Columbia, SC — When I was a child and my mother told me to clean my room, most of the time I stuffed everything in my closet or under my bed, giving the perception upon first glance that I had complied. After reading the appalling July 17 article (“Are the homeless hurting downtown businesses?”), it sounds like downtown businesses want to sweep a very real problem under the rug — one that has to do with living, breathing human beings — and merely give the perception that Columbia does not have a homeless problem.
We do have a homeless problem. But not in the way most are approaching it. Homelessness is a problem that the city and its citizens have failed to successfully address at its root, which goes beyond providing food, shelter and clothing. While such programs are good, somewhere we, citizens and local officials of this city, are not working together effectively to put into place preventive programs that help people from getting to the point of homelessness.

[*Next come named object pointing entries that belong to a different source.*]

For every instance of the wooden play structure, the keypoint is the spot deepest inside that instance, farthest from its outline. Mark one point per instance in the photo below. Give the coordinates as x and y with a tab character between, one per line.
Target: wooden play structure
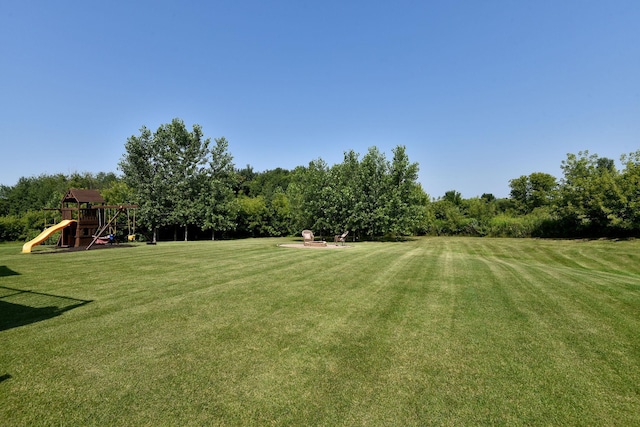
86	220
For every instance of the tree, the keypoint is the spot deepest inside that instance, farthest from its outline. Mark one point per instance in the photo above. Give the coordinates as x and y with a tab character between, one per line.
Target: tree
220	201
167	172
405	196
533	191
590	195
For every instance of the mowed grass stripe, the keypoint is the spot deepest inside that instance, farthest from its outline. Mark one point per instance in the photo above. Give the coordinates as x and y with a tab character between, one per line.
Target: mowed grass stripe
428	331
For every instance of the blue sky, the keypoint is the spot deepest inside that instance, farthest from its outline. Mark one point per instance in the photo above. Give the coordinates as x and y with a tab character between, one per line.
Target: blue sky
479	91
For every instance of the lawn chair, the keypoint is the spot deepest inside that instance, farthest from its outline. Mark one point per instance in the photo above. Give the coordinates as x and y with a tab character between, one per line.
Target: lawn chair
340	238
308	237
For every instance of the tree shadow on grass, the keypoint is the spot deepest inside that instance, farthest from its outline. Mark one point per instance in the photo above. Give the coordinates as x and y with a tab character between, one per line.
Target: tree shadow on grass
6	271
19	307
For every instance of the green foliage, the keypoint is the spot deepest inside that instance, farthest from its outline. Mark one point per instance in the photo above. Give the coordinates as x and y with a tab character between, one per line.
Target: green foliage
430	331
534	191
178	179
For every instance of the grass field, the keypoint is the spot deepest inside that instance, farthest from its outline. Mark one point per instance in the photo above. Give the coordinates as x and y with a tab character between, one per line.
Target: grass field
433	331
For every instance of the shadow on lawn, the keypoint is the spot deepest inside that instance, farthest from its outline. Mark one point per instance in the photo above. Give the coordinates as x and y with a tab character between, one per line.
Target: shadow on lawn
6	271
19	307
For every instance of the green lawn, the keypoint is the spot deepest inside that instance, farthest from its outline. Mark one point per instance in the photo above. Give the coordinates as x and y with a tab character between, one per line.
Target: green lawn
433	331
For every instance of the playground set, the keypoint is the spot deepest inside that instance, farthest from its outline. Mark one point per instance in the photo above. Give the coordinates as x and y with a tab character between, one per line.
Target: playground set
86	221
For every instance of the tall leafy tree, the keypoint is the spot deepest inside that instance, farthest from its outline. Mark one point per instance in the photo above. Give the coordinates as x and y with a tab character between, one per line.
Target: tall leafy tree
589	193
405	197
220	201
167	170
533	191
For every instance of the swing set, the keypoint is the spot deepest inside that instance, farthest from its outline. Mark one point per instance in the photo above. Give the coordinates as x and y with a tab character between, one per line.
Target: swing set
108	224
85	218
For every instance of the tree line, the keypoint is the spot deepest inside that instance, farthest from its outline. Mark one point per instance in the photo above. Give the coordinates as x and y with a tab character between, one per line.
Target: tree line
187	187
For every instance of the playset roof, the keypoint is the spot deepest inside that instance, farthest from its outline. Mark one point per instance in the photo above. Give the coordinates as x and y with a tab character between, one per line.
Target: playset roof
82	196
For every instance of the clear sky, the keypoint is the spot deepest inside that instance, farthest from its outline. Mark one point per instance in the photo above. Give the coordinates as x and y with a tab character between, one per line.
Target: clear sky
479	91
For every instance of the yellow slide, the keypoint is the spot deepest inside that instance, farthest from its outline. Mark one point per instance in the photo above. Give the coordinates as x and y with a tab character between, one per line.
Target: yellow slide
26	248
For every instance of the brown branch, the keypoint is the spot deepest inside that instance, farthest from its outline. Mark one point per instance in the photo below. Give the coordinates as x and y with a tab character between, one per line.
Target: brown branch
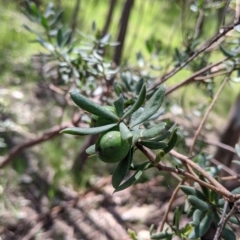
208	111
164	219
192	77
47	135
198	52
220	145
216	186
123	29
109	17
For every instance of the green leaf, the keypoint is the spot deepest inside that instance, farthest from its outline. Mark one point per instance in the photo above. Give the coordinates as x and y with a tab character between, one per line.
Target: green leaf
121	170
161	235
205	190
134	178
140	100
237	147
236	162
198	203
236	191
197	216
151	229
192	191
56	18
152	132
176	217
44	22
152	106
119	105
139	86
228	234
153	144
190	211
226	52
90	106
172	142
88	131
135	116
125	132
91	150
166	134
201	229
234	220
59	37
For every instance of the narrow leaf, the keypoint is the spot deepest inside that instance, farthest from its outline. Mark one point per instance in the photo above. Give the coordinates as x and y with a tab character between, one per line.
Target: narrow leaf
205	224
161	235
90	106
88	131
172	142
140	100
153	144
121	170
135	116
166	134
192	191
228	234
134	178
91	150
198	203
152	106
197	216
119	105
125	132
153	131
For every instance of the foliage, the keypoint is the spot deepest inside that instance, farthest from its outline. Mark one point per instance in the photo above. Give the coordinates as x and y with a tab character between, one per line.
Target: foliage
123	106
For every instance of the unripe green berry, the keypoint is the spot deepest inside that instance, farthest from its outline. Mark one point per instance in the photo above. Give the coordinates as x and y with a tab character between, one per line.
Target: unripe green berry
111	148
97	121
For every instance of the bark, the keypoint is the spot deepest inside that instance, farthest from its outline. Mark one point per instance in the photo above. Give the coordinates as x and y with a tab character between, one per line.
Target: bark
122	31
81	158
230	135
109	16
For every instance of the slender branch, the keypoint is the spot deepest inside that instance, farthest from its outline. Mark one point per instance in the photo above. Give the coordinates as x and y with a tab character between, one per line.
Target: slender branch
216	186
208	111
164	219
198	52
212	180
236	177
47	135
192	77
220	145
225	168
221	222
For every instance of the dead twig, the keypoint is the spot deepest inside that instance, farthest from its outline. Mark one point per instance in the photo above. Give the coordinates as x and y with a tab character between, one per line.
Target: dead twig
208	111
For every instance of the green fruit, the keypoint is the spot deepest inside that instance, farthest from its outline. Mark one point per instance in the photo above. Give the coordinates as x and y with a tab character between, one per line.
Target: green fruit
111	148
97	121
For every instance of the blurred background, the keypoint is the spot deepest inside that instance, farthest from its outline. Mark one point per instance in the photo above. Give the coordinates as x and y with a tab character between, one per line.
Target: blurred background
49	188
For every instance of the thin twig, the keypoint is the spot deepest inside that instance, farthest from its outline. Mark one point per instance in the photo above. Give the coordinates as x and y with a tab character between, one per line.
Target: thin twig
208	112
164	219
192	77
47	135
201	50
212	180
213	185
221	222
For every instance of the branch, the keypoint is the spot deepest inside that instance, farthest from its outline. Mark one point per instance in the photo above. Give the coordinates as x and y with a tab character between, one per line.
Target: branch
198	52
47	135
164	219
216	186
208	111
192	78
221	222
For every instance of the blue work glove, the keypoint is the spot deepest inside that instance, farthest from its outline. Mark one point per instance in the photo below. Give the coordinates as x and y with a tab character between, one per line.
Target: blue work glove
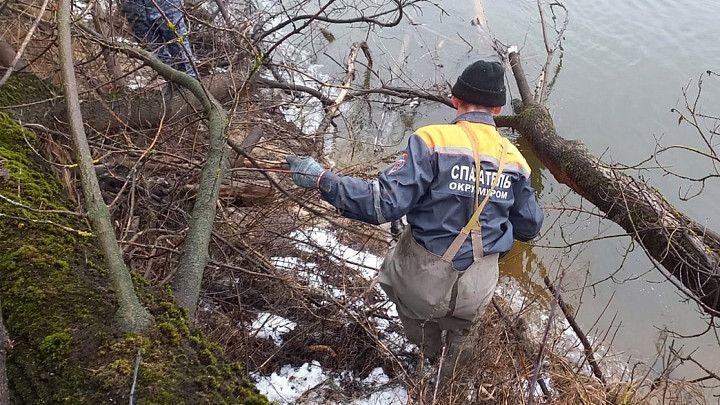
306	171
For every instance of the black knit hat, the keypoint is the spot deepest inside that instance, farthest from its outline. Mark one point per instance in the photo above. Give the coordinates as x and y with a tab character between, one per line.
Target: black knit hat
482	83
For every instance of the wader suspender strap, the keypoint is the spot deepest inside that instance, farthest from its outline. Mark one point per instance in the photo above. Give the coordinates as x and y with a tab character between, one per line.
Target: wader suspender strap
473	226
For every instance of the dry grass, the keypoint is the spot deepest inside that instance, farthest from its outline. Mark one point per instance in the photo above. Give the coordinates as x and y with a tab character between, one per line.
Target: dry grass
343	320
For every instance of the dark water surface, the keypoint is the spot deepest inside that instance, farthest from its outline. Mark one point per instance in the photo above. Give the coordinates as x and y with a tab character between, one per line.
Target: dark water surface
625	65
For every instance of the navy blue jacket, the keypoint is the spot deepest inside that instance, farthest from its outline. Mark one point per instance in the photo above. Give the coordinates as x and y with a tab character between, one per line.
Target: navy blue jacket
433	184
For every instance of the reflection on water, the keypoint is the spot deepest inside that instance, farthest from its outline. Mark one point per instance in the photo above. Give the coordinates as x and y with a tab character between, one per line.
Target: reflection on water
625	65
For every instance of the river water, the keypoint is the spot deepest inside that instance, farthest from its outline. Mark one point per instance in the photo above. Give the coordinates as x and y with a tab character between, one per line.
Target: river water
624	67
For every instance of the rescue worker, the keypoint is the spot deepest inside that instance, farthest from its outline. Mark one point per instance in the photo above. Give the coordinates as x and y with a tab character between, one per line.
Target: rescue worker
159	25
452	181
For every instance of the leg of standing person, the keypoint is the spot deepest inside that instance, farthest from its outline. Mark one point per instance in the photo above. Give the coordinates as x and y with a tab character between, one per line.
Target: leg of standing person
149	23
426	334
173	34
458	352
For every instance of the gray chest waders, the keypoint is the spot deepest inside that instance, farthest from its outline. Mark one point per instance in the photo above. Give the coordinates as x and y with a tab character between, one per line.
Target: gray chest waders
424	285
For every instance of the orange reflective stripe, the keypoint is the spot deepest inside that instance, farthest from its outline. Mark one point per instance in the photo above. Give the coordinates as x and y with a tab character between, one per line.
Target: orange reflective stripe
473	225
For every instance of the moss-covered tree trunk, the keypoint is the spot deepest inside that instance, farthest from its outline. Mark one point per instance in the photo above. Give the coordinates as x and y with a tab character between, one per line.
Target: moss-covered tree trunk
58	307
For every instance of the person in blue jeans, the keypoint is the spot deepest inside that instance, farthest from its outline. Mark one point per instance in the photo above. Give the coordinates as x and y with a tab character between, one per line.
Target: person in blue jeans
159	25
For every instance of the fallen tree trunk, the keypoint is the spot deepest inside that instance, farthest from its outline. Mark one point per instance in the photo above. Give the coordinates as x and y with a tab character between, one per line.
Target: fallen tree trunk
687	250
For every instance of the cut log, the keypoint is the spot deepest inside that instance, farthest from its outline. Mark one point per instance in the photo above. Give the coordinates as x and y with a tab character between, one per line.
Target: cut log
687	250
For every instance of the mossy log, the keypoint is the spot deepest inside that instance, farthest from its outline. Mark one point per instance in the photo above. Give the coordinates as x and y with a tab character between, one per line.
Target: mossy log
58	309
687	250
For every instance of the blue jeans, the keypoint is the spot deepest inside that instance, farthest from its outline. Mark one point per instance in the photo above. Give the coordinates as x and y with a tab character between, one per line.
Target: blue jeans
150	28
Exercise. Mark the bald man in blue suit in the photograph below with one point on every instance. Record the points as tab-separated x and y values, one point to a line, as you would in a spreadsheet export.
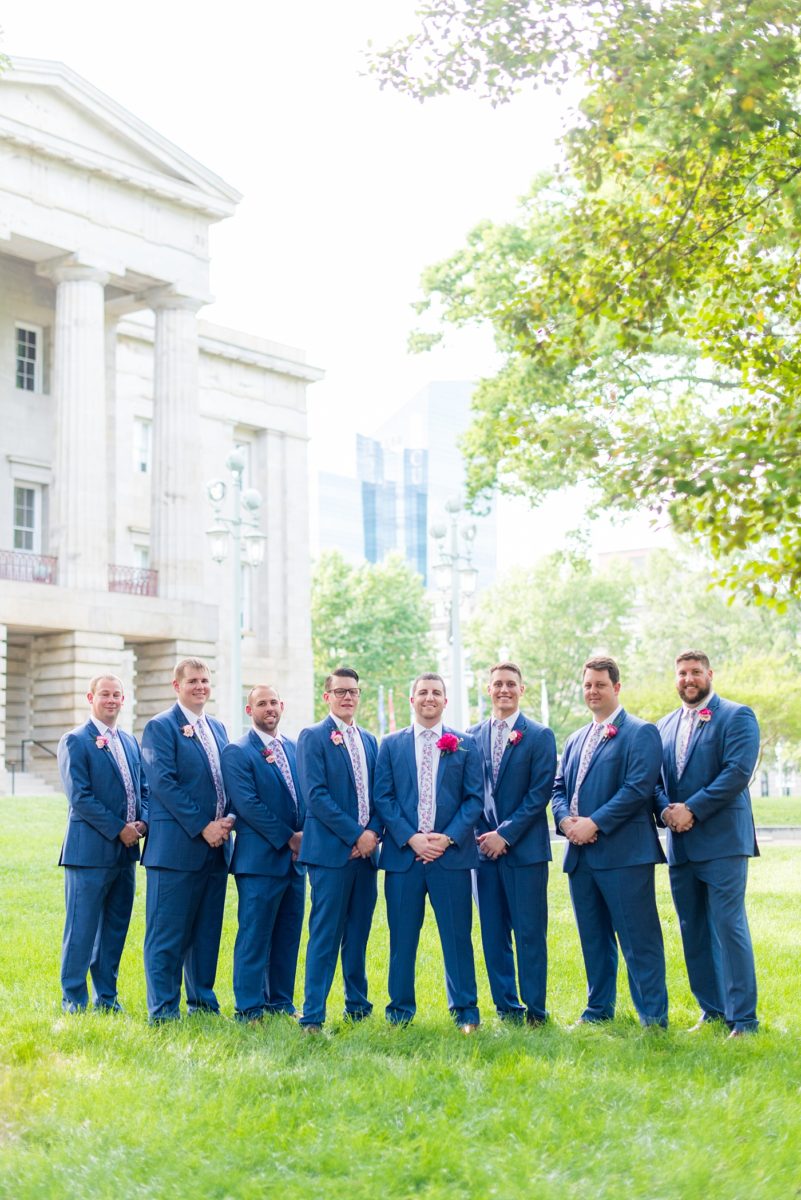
709	753
603	799
102	777
429	796
187	850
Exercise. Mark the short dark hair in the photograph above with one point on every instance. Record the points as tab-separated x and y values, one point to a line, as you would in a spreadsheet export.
601	663
347	672
694	657
428	675
506	666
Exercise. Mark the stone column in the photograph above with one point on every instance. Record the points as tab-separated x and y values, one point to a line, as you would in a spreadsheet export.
78	508
179	507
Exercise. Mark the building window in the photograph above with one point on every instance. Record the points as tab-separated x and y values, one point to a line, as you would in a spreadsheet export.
29	358
28	517
142	443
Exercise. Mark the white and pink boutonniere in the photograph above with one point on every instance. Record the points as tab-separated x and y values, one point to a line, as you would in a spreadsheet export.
447	743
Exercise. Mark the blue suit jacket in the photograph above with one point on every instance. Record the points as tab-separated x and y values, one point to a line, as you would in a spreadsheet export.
182	797
616	792
525	780
326	777
459	799
265	811
714	785
97	801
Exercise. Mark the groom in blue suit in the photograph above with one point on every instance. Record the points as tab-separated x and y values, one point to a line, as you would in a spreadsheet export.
429	796
336	765
519	760
187	851
101	773
709	751
264	790
603	797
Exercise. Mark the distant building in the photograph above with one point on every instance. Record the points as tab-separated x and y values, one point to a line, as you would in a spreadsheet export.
118	405
405	473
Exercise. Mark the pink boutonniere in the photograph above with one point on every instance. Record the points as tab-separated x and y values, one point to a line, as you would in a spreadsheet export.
449	743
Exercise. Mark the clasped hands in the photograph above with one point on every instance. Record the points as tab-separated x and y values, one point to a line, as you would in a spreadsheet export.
579	831
217	832
678	817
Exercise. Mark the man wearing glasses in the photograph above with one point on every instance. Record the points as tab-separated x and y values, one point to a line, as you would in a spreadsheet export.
336	761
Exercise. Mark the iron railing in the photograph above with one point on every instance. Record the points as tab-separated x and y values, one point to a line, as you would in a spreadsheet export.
136	581
25	568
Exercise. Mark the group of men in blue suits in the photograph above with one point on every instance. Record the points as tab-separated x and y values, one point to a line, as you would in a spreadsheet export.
446	815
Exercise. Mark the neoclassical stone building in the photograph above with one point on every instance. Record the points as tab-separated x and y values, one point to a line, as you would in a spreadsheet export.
118	405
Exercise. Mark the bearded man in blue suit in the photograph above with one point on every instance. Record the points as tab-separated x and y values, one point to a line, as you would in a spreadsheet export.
336	763
603	798
101	773
519	761
264	790
429	796
710	748
187	850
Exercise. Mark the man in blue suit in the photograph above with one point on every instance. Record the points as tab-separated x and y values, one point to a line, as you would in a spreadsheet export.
602	802
709	754
336	763
107	792
187	850
265	796
519	760
429	796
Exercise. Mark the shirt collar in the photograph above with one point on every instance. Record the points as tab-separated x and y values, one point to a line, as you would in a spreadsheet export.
435	729
610	720
696	708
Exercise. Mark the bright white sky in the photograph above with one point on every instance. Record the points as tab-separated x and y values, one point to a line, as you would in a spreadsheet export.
349	191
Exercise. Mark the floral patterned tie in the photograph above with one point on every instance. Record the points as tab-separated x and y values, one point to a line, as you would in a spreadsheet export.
591	742
121	761
204	735
359	775
426	805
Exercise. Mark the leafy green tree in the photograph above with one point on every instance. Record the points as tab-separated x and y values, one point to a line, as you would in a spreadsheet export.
549	619
649	298
374	618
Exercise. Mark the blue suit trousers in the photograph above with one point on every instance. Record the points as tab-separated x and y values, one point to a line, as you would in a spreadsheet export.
620	905
267	940
710	900
343	901
515	900
184	923
451	897
98	901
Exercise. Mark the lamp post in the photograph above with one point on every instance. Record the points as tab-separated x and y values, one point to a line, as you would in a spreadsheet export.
240	531
455	577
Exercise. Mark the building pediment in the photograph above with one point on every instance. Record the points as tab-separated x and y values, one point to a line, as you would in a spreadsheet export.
48	109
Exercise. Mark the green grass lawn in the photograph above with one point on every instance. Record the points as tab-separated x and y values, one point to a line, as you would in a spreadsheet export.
110	1108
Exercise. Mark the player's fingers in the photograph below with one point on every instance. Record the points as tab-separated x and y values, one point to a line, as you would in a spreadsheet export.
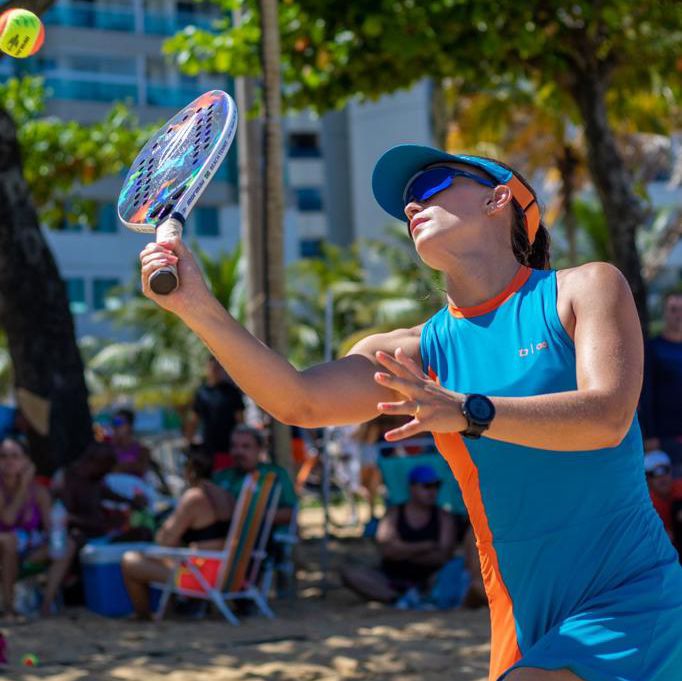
153	264
176	246
404	386
392	364
406	407
153	260
410	429
409	363
155	248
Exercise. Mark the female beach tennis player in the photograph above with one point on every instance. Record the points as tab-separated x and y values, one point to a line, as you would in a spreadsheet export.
529	379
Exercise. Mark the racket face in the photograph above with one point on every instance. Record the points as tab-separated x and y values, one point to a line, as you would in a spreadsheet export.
177	163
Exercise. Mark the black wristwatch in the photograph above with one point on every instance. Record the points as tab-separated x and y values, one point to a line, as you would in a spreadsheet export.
479	412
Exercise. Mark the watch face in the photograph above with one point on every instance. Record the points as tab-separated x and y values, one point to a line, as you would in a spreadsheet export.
480	409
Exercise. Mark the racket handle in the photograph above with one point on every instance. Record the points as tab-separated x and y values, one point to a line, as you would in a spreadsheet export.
165	280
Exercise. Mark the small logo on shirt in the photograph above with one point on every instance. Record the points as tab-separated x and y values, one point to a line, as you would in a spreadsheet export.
533	348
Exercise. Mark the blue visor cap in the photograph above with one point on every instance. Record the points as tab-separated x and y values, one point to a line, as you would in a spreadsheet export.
423	475
401	163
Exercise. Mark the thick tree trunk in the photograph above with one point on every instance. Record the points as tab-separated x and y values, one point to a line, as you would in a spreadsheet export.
567	164
276	322
623	210
34	311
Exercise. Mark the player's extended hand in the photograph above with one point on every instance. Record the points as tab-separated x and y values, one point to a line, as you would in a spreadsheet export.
432	407
192	290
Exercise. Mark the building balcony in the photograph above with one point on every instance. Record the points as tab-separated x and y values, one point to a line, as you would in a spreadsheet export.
68	88
123	18
85	15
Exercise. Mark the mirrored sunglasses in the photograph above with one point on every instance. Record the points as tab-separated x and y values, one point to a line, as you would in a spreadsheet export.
427	183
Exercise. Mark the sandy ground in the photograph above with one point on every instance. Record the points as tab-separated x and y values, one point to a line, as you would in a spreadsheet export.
325	636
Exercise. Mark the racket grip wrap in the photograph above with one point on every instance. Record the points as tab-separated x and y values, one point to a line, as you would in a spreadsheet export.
165	280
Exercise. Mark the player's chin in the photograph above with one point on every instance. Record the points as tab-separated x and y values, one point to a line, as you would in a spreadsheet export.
429	245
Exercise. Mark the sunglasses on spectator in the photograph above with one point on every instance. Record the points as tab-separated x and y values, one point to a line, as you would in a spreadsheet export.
427	183
430	485
659	472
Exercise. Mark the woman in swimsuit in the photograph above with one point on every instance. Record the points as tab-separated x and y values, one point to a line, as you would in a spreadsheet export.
529	379
200	520
24	526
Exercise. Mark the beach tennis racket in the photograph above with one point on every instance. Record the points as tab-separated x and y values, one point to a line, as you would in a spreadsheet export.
173	169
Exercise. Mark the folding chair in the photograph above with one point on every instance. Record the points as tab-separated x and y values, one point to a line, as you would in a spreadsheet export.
232	573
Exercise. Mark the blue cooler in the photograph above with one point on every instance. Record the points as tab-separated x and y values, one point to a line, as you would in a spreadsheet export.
105	592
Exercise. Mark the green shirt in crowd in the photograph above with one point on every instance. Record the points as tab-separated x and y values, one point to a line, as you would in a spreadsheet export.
231	480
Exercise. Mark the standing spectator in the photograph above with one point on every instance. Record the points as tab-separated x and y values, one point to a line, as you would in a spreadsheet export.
218	407
666	494
132	457
661	406
415	540
247	447
24	525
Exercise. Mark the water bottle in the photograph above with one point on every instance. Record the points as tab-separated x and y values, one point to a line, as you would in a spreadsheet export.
58	530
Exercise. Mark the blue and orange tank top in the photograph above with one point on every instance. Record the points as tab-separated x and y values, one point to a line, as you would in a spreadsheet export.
554	529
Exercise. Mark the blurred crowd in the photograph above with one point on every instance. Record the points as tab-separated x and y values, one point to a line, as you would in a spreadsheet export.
118	491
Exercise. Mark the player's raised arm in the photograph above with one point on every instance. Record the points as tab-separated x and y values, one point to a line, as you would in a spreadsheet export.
338	392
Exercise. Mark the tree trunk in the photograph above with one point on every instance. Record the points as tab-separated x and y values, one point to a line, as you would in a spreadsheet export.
275	295
34	311
567	164
622	209
249	136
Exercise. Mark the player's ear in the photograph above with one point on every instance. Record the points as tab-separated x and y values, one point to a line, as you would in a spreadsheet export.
501	196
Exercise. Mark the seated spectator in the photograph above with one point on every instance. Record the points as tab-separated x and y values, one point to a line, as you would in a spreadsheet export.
666	494
200	520
84	494
246	449
24	525
415	540
132	456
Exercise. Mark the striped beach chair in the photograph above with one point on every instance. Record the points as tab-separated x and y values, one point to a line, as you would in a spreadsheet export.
234	572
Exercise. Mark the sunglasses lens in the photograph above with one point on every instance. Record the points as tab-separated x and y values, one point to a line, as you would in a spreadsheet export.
428	184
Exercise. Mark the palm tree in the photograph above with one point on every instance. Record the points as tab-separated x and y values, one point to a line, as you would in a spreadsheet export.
407	294
164	362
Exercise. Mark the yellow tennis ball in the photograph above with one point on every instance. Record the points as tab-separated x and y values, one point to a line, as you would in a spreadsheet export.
21	33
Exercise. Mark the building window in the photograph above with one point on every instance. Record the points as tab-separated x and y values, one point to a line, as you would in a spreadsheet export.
309	199
310	248
207	221
75	291
106	220
102	298
304	145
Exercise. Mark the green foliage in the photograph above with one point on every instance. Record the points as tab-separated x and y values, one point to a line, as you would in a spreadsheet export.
60	156
332	52
407	294
164	362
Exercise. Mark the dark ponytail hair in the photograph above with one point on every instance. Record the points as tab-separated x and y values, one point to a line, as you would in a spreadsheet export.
537	254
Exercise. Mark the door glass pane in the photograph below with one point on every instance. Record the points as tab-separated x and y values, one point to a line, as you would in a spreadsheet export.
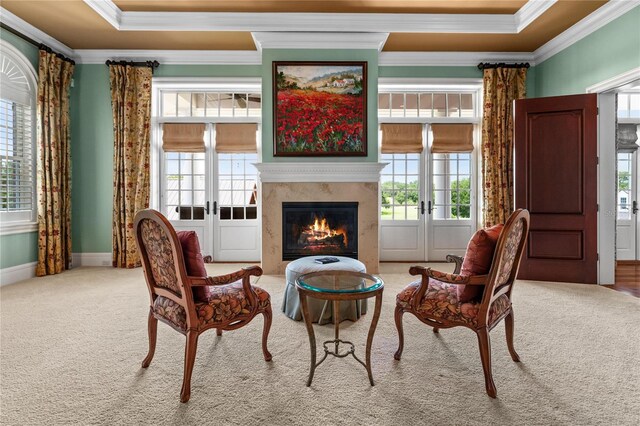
625	186
184	104
411	102
169	104
226	104
451	197
439	105
399	190
397	104
466	105
213	105
426	105
198	107
183	189
238	187
453	105
254	103
384	104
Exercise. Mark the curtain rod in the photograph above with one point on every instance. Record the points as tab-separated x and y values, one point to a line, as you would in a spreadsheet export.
59	55
487	65
151	64
37	44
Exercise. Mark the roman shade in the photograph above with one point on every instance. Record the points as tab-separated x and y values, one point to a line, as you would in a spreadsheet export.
401	138
449	138
236	137
183	137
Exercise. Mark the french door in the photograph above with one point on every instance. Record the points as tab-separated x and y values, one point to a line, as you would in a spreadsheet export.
627	228
235	208
215	195
428	205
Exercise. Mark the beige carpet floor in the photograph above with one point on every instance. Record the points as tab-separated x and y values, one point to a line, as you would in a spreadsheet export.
71	347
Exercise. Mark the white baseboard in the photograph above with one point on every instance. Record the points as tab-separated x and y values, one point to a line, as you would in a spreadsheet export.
17	273
91	259
25	271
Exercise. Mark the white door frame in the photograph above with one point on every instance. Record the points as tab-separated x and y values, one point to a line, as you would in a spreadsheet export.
607	198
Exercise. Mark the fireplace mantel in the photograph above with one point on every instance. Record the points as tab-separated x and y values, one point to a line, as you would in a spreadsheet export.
320	172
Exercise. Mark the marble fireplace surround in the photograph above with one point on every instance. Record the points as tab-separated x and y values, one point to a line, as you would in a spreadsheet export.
309	182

Homelessness is a community problem that we should be concerned with not just for the sake of protecting businesses or out of self-interest. We should have a genuine concern for and desire to help our fellow human beings, beginning by investing in education, mental health services, financial counseling and other proactive services that help people before they find themselves and their children on the street.
I suggest the downtown business owners put their heads together on ways they can help the people at the heart of their issue rather than simply complaining and considering homelessness someone else’s problem. If you aren’t a part of a real, sustainable solution then you’re only perpetuating the problem.
People’s lives are at stake, and I’m not talking about the life and livelihood of the business owners. The homeless problem in Columbia is greater than an annoyance or eyesore for downtown shoppers. When we begin to see homelessness as a problem as much of our own as of those who are experiencing it, then maybe we will come up with some real solutions, rather than continuing to put a Band-Aid over a problem that’s too big for a Band-Aid to heal or hide.